Все это возвращает нас к теме визуальной редукции, которую исследовал Жерверо, или анемии воображения. Современное восприятие нередко ретроспективно приписывает утопии романтические и постромантические представления о воображении – нам часто хочется видеть утопию территорией безграничного творческого вдохновения, изобретательной фантазии и экзотичной образности. Как показывает Гринблатт (впрочем, уже не в контексте разговора об «Утопии»), для Мора понятие воображения имеет скорее негативные коннотации (и в этом смысле Мор тоже пытается «остановить историю современности») – «поклонение своему воображению» осуждается совершенно в платоновском духе как приверженность фикции, иллюзии, обману (Greenblatt, 1980: 112–114). Джеймисон, уделивший проблеме утопического воображения много внимания, замечает, что процедуры воображения реализуются в «Утопии» главным образом через отрицание, через фигуры отсутствия – Мор скорее исключает из модели наилучшего общества те или иные существующие социальные установления (от частной собственности и денег до института адвокатуры), чем пытается изобрести нечто принципиально новое; во всяком случае, первая интенция почти всегда предшествует второй (Jameson, 2005: 12, 72).

Джеймисона при этом интересует прежде всего невозможность вообразить утопию, непреодолимость пределов воображения, однако утопическое письмо часто как будто и не намеревается их преодолевать, останавливаясь перед ними и их демонстрируя. Описание атрибутов утопической повседневности нередко сводится к указаниям на то, что они «великолепны», «прекрасно устроены», «снабжены всем необходимым», «другой формы, чем те, которые имеются у нас», «своею приятностью превосходят употребительные у нас, их нельзя даже и сравнивать с нашими». Показательно, что подобная риторика аскетично-неловкого умолчания воспроизводится в последующих литературных утопиях и закрепляется как жанровая особенность. «Нет, мой друг, у меня не хватило бы слов, чтобы изобразить мое восхищение, да к тому же пришлось бы исписать не один том. Я привезу тебе все планы, а здесь ограничусь тем, что дам тебе общее представление о них», – рапортует из утопической Икарии персонаж Этьена Кабе (Кабе, 1948 [1840] (Т. 1): 168). Герберт Уэллс, один из самых проницательных утопических читателей, в своей «Современной Утопии» передает подобную анемию воображения при помощи следующего риторического оборота: «Чем поразит нас большой город Утопии? Чтобы ответить на этот вопрос как следует, надо быть или художником или инженером, а я ни то, ни другое» (Уэллс, 2010 [1905]: 211).

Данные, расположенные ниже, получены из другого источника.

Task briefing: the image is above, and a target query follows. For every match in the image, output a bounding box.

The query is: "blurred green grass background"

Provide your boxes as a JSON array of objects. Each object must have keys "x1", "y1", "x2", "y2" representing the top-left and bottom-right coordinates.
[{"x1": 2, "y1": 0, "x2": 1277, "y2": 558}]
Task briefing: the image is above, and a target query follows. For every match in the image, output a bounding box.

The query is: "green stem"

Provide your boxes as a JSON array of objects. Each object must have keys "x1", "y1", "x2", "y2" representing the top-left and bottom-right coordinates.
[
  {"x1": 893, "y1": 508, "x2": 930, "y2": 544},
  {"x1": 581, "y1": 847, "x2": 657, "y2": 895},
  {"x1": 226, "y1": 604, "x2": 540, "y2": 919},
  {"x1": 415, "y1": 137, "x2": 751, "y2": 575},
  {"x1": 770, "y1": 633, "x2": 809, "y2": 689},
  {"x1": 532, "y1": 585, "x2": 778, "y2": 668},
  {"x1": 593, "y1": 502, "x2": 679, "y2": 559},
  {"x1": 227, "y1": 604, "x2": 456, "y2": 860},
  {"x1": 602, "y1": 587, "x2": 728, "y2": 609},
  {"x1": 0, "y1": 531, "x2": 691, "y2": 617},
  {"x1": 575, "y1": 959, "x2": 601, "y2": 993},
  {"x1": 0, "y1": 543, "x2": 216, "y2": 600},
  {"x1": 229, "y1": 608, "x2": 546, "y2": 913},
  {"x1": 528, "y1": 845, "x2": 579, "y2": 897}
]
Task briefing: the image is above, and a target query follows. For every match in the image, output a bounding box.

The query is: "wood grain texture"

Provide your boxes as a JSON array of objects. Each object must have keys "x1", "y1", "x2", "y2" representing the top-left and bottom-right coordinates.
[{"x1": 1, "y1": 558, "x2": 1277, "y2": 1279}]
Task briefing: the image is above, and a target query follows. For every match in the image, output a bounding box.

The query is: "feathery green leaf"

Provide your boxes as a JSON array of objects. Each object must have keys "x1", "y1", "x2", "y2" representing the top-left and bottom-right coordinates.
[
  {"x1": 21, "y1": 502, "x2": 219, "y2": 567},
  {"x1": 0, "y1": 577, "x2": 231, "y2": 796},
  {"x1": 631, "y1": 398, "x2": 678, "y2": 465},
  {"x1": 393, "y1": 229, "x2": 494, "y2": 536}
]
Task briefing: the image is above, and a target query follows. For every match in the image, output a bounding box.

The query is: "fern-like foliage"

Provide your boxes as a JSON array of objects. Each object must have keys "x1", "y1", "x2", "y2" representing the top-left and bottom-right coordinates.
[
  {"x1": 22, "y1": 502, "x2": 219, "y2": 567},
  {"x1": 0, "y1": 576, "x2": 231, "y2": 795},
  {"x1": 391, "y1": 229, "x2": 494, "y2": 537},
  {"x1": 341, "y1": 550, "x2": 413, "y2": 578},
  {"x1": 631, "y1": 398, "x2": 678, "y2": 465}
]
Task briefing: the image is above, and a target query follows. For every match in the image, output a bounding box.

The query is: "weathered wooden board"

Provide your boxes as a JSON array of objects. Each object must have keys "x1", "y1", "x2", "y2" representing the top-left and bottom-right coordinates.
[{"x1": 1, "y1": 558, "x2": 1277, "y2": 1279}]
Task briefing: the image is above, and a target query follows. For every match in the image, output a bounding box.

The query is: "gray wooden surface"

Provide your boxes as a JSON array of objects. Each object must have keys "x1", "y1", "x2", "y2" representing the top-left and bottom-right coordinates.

Утопическое письмо должно демонстрировать бессилие перед утопией. Но не только потому, что совершенство неописуемо и у несовершенного повествователя в этом случае всегда заведомо недостаточно изобразительных средств, но и потому, что письмо тут намеренно отключено от любых проявлений самости, оно обязано быть стертым, невыразительным, нейтральным. Ему противопоказано все, что могло бы быть воспринято как увлеченный авторский произвол, как производство текста, вышедшее из‐под строгого контроля. Витиеватые описания, смакующие случайные подробности быта, нефункциональная завороженность деталями, настройка дескриптивного аппарата на передачу чувственного, кинестетического опыта – все те принципы письма, которые могут быть соотнесены с бартовским «удовольствием от текста», абсолютно непредставимы в «Утопии» Мора и начинают использоваться для конструирования «воображаемых миров» существенно позднее. Классическая утопия неизменно вытесняет практики удовольствия, предпочитая им практики контроля.

14

Подчеркну: в мои намерения категорически не входит постановка диагнозов Мору или его последователям. Я далека от анахроничных попыток приписать автору «Утопии» ту или иную «структуру личности», опираясь на соответствующую классификацию (напр.: Мак-Вильямс, 2001 [1994]), и использую здесь модель нарциссического расстройства c иной целью – эта модель позволяет проявить проблематику нарушенной идентичности, на мой взгляд скрытую в утопии. Как я надеюсь показать дальше, нарциссическая тема отсутствия самости, «пустого „я“», невидимого для самого себя субъекта во многом задает режимы утопической рецепции и объясняет их близость к экзистенциальным вопросам.